Influencer seringkali memamerkan keuntungan pembelian saham dengan menyebutkan pemebelian perusahaan tertentu. Perlu diketahui bahwa saham merupakan instrumen beresiko tinggi dan cenderung jangka panjang yang pergerakan naik turun tergolong cepat. Influencer yang benar adalah bisa memberikan edukasi kepada masyarakat tentang margin of safety pembelian saham. mengingatkan risiko dan dampak dari rekomendasi saham secara keseluruhan.

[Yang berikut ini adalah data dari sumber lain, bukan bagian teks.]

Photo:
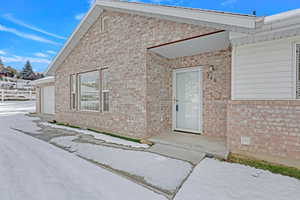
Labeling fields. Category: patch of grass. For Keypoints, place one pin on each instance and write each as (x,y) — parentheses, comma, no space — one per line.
(100,132)
(261,164)
(116,136)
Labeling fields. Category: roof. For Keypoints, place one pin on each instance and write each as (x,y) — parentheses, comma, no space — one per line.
(233,22)
(215,19)
(47,79)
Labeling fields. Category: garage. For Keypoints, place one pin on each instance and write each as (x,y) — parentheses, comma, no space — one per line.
(45,101)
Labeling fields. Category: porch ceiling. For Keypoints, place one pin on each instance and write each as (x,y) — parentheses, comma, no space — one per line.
(200,44)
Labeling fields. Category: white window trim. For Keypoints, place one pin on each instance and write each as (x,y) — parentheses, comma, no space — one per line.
(78,92)
(73,107)
(101,92)
(296,70)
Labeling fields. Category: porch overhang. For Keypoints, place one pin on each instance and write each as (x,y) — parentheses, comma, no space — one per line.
(192,46)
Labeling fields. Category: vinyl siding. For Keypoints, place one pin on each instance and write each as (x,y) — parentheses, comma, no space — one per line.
(264,71)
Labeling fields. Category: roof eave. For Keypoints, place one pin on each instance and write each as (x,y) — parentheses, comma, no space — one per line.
(218,20)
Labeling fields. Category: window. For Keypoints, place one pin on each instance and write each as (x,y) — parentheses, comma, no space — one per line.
(73,91)
(104,23)
(89,99)
(298,69)
(105,91)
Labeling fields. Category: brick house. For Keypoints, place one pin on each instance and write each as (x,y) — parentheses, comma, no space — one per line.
(142,70)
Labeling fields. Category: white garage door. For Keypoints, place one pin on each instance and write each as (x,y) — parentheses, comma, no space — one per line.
(47,100)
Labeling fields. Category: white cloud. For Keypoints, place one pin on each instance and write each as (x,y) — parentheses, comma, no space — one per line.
(42,55)
(27,35)
(9,17)
(91,2)
(23,59)
(79,16)
(51,52)
(228,2)
(2,52)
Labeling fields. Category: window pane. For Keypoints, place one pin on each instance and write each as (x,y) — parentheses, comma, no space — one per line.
(89,91)
(298,69)
(73,83)
(73,91)
(104,79)
(106,101)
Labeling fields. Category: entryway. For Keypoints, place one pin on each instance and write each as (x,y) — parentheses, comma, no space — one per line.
(187,100)
(47,100)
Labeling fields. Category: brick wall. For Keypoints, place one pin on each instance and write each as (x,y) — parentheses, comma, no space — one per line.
(122,47)
(273,126)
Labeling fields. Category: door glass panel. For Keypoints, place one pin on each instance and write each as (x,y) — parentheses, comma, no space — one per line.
(188,101)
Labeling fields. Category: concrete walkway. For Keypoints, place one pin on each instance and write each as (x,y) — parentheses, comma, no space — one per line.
(189,147)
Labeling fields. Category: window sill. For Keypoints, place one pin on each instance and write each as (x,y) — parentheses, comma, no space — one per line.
(288,102)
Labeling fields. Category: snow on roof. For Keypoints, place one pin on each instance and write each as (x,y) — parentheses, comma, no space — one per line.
(282,16)
(47,79)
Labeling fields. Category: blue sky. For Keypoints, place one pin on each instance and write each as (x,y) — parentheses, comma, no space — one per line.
(35,30)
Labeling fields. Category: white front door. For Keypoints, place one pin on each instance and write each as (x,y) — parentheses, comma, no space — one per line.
(48,101)
(187,100)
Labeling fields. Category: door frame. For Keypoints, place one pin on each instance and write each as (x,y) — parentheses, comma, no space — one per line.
(174,119)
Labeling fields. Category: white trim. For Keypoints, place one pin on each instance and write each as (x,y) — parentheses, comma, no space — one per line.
(230,19)
(214,19)
(295,71)
(174,122)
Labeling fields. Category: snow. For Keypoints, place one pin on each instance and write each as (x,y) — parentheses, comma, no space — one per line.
(213,179)
(15,117)
(16,107)
(156,170)
(35,170)
(99,136)
(282,16)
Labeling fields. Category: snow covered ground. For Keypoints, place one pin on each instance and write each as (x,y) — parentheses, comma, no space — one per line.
(16,107)
(35,170)
(158,171)
(214,180)
(100,136)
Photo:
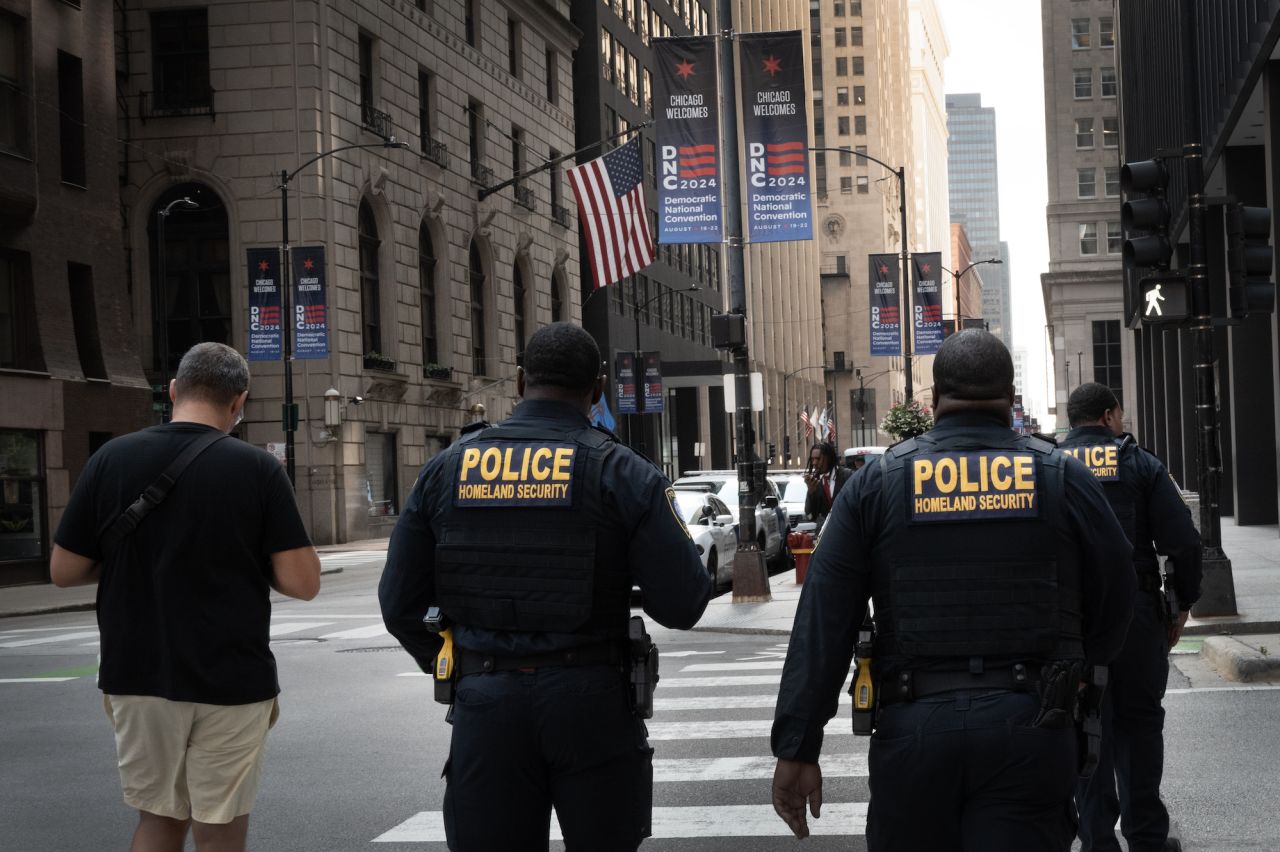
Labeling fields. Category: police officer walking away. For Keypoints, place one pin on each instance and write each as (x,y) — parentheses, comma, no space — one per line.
(1156,520)
(524,540)
(996,569)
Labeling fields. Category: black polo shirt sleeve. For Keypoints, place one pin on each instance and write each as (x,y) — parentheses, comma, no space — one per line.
(661,554)
(1173,530)
(407,586)
(832,607)
(1107,580)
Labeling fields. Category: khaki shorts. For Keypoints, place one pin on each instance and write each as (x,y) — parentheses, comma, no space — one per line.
(187,760)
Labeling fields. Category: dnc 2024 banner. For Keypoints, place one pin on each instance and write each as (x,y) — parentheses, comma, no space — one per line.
(686,129)
(775,136)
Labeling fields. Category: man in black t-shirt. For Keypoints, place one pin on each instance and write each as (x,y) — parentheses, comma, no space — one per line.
(183,604)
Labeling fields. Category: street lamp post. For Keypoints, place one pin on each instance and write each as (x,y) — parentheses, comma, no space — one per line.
(163,297)
(289,411)
(905,321)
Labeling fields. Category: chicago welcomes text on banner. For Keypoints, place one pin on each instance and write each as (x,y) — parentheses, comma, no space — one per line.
(264,303)
(775,136)
(686,119)
(882,280)
(927,301)
(310,315)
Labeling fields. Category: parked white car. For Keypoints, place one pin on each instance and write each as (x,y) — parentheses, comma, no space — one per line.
(711,523)
(771,528)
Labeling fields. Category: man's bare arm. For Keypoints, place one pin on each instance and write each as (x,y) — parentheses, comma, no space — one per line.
(67,568)
(296,572)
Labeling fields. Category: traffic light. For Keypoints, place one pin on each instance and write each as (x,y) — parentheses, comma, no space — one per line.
(1248,260)
(1148,215)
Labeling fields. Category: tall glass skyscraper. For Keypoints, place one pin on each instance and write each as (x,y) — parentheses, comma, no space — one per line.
(976,201)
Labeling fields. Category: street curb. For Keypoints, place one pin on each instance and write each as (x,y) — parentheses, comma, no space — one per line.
(1235,660)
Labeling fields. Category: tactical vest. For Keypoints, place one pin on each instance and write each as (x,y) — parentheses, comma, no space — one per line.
(974,560)
(522,541)
(1114,462)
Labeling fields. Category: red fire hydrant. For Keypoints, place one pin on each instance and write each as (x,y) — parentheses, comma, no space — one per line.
(801,548)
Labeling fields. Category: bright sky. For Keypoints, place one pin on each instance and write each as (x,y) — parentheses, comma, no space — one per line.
(1005,64)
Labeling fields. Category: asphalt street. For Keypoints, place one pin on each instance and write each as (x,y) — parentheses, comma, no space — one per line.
(355,760)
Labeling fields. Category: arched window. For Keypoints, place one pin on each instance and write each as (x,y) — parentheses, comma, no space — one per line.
(426,292)
(370,303)
(195,302)
(519,296)
(475,283)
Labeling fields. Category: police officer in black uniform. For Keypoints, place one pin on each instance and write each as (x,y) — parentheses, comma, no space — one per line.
(529,536)
(996,567)
(1156,520)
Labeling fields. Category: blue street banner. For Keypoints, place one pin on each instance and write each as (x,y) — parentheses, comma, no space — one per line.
(775,136)
(625,376)
(686,129)
(310,314)
(653,383)
(927,301)
(264,303)
(882,280)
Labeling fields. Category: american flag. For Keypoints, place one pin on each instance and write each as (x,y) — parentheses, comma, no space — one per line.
(609,193)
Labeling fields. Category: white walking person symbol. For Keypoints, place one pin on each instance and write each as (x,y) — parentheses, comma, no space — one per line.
(1153,299)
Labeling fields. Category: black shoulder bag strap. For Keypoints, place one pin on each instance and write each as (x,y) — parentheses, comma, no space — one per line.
(128,521)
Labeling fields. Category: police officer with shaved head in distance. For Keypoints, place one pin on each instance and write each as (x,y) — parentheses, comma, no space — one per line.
(508,578)
(996,568)
(1151,511)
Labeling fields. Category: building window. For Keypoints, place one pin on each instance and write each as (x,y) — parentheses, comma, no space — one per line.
(71,118)
(1086,183)
(1111,132)
(426,296)
(1083,83)
(476,288)
(88,346)
(1083,133)
(1111,182)
(1088,238)
(370,283)
(1109,85)
(380,472)
(179,59)
(1115,238)
(1080,33)
(552,77)
(13,85)
(1107,366)
(513,47)
(1106,32)
(19,342)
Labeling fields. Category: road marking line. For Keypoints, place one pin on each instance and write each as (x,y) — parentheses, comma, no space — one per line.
(839,819)
(46,640)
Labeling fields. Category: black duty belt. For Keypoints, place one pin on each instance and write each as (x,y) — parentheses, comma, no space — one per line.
(597,654)
(909,686)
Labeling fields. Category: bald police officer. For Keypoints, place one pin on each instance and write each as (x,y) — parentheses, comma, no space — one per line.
(1151,511)
(529,536)
(995,564)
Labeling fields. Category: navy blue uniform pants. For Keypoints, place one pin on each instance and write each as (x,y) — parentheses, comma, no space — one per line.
(1127,782)
(964,770)
(525,742)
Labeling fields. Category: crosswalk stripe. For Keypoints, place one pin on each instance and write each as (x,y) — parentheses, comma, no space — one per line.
(295,627)
(46,640)
(369,631)
(839,819)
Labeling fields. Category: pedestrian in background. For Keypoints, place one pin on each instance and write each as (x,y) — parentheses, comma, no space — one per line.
(996,568)
(1156,520)
(529,537)
(183,609)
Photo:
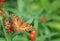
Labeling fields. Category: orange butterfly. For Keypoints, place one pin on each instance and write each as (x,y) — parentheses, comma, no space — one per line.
(22,26)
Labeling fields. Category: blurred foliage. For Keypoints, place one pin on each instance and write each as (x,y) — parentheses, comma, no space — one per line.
(44,15)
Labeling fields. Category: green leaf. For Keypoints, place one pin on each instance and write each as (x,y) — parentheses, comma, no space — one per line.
(2,39)
(20,38)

Alasan yang diberikan oleh para influencer saham bahwa mereka hanya sekedar sharing dan berbagi informasi kepada publik hendaknya disikapi secara serius oleh pihak berwenang. Jangan lagi ada kerugian besar yang timbul karena adanya influencer ini karena berdampak kurang baik kepada investor pemula.
Tentu saja Endorse saham atau rekomendasi saham tertentu yang dilakukan influencer harus dicermati pihak yang berwenang termasuk Otoritas Jasa Keuangan (OJK) dan Bursa Efek Indonesia. Pihak yang berwenang harus mencermati fenomena ini mengingat masyarakat Indonesia cenderung latah untuk membeli saham yang direkomendasikan tanpa analisis yang kuat.
Perlu adanya diskusi dan pemahaman serta edukasi yang lebih jauh kepada influencer terkait transaksi di Pasar Modal Indonesia. Dengan adanya hal ini harapannya, kedepan dengan adanya influencer ini bisa membawa pengaruh yang positif terhadap perkembangan pasar modal Indonesia.